Providing fine-grained control of replication for Aurora PostgreSQL clusters, the logical replication in PostgreSQL is a publication/subscriber capability that works by decoding the write-ahead log (WAL) into a stream of records that can be consumed by the subscriber. Designed to decrease latency and reduce the CPU overhead of PostgreSQL logical replication, the new Aurora feature reduces the latency of logically replicated data to clients.
Source: https://aws.amazon.com/blogs/database/achieve-up-to-17x-lower-replication-lag-with-the-new-write-through-cache-for-aurora-postgresql/
Among other options, logical replication can be used to perform an export of data to managed services on AWS like Database Migration Service and Kinesis, or external databases in cloud migration projects. Douglas and Mead explain how it works:
As write transactions are committed in an Aurora PostgreSQL cluster, the corresponding WAL records are written to both Aurora storage and the Aurora PostgreSQL WAL cache. If the cache is full (the size is defined by the rds.logical_wal_cache parameter), the oldest record in the cache is removed and the new record is appended to the end of the cache (typically referred to as a First-in, First-out, or FIFO queue).
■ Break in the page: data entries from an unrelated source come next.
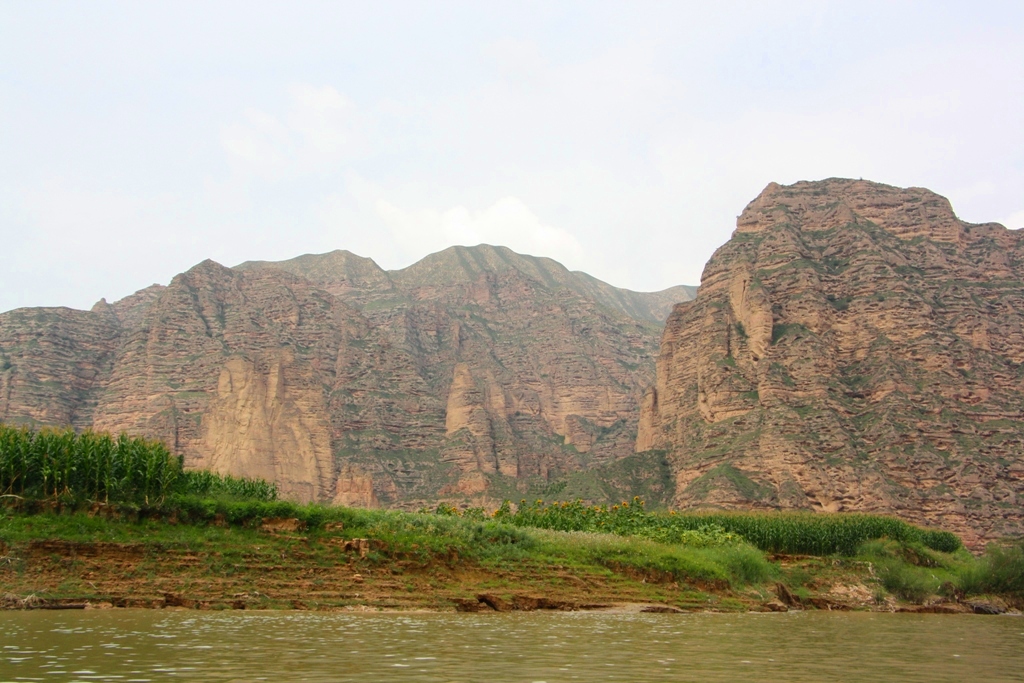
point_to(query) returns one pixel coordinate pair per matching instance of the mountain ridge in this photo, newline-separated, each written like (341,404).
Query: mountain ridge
(853,347)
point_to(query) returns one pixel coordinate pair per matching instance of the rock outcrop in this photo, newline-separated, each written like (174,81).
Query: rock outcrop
(854,347)
(464,376)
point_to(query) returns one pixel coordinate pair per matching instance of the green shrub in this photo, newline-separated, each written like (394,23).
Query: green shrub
(74,468)
(799,534)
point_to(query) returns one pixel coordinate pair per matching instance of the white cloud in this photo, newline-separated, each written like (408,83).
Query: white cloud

Aurora offers three functions to evaluate and manage the write-through cache for PostgreSQL databases: aurora_stat_logical_wal_cache() returns information about cache usage per slot, aurora_stat_reset_wal_cache() resets the counter for the metrics on the write instance, and get_oldest_wal_cache_ptr() returns the oldest page in the logical WAL cache.
The write-through cache is enabled by default for clusters using logical replication in Aurora PostgreSQL version 11.17, 12.12, 13.8, and 14.5.
AWS will drop support for Aurora PostgreSQL 11.x versions in January 2024. The choice to retire the major version without offering a native migration process using logical replication and avoid downtime raised concerns in the community.